Peristiwa tersebut melibatkan mobil Toyota Soluna bernomor polisi B 1096 EBH dan Suzuki Pikap bernomor polisi F 8995 YG. Meski tidak menimbulkan korban jiwa, satu penumpang mengalami luka ringan dan kerugian materi diperkirakan mencapai sekitar Rp10 juta.
Kapolsek Simpenan, AKP Bayu Sunarti, menjelaskan hasil olah tempat kejadian perkara (TKP) mengarah pada dugaan bahwa kecelakaan dipicu kendaraan yang melewati garis marka saat melintasi tikungan.
Menurutnya, Toyota Soluna yang dikemudikan Ariyen Saleh sedang melaju dari arah Simpenan menuju Palabuhanratu. Saat memasuki tikungan ke kiri, kendaraan tersebut diduga terlalu mengambil jalur kanan hingga melewati marka jalan.
Pada waktu yang bersamaan, dari arah berlawanan datang Suzuki Pikap yang dikemudikan Jepri dengan membawa seorang penumpang, Ujang Hermawan.

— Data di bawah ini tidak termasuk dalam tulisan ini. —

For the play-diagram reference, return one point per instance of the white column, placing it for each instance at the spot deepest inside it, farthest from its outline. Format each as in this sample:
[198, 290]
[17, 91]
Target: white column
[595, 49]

Karena jarak kedua kendaraan sudah sangat dekat, benturan akhirnya tidak dapat dihindari.
Akibat kecelakaan tersebut, penumpang Toyota Soluna bernama Neti mengalami luka ringan berupa memar pada kaki kanan. Korban telah mendapatkan penanganan medis dan kondisinya dilaporkan tidak membahayakan. Tidak ditemukan korban meninggal dunia maupun luka berat dalam kejadian tersebut.
Peristiwa itu telah ditangani oleh petugas Polsek Simpenan yang langsung mendatangi lokasi setelah menerima laporan masyarakat. Olah TKP dilakukan, identitas para pengemudi dan saksi didata, barang bukti diamankan, serta koordinasi dengan Jasa Raharja dilaksanakan sebagai bagian dari penanganan kecelakaan.
Bayu mengingatkan seluruh pengguna jalan agar meningkatkan kewaspadaan ketika melintasi ruas jalan yang memiliki tikungan tajam, terlebih di kawasan Simpenan yang memiliki kontur berbukit dan jurang di beberapa sisi jalan.
Ia mengimbau pengendara untuk selalu menjaga kecepatan kendaraan, mematuhi marka jalan, serta tidak mengambil jalur berlawanan saat memasuki tikungan. Menurutnya, kepatuhan terhadap aturan lalu lintas merupakan langkah sederhana yang mampu menekan risiko kecelakaan.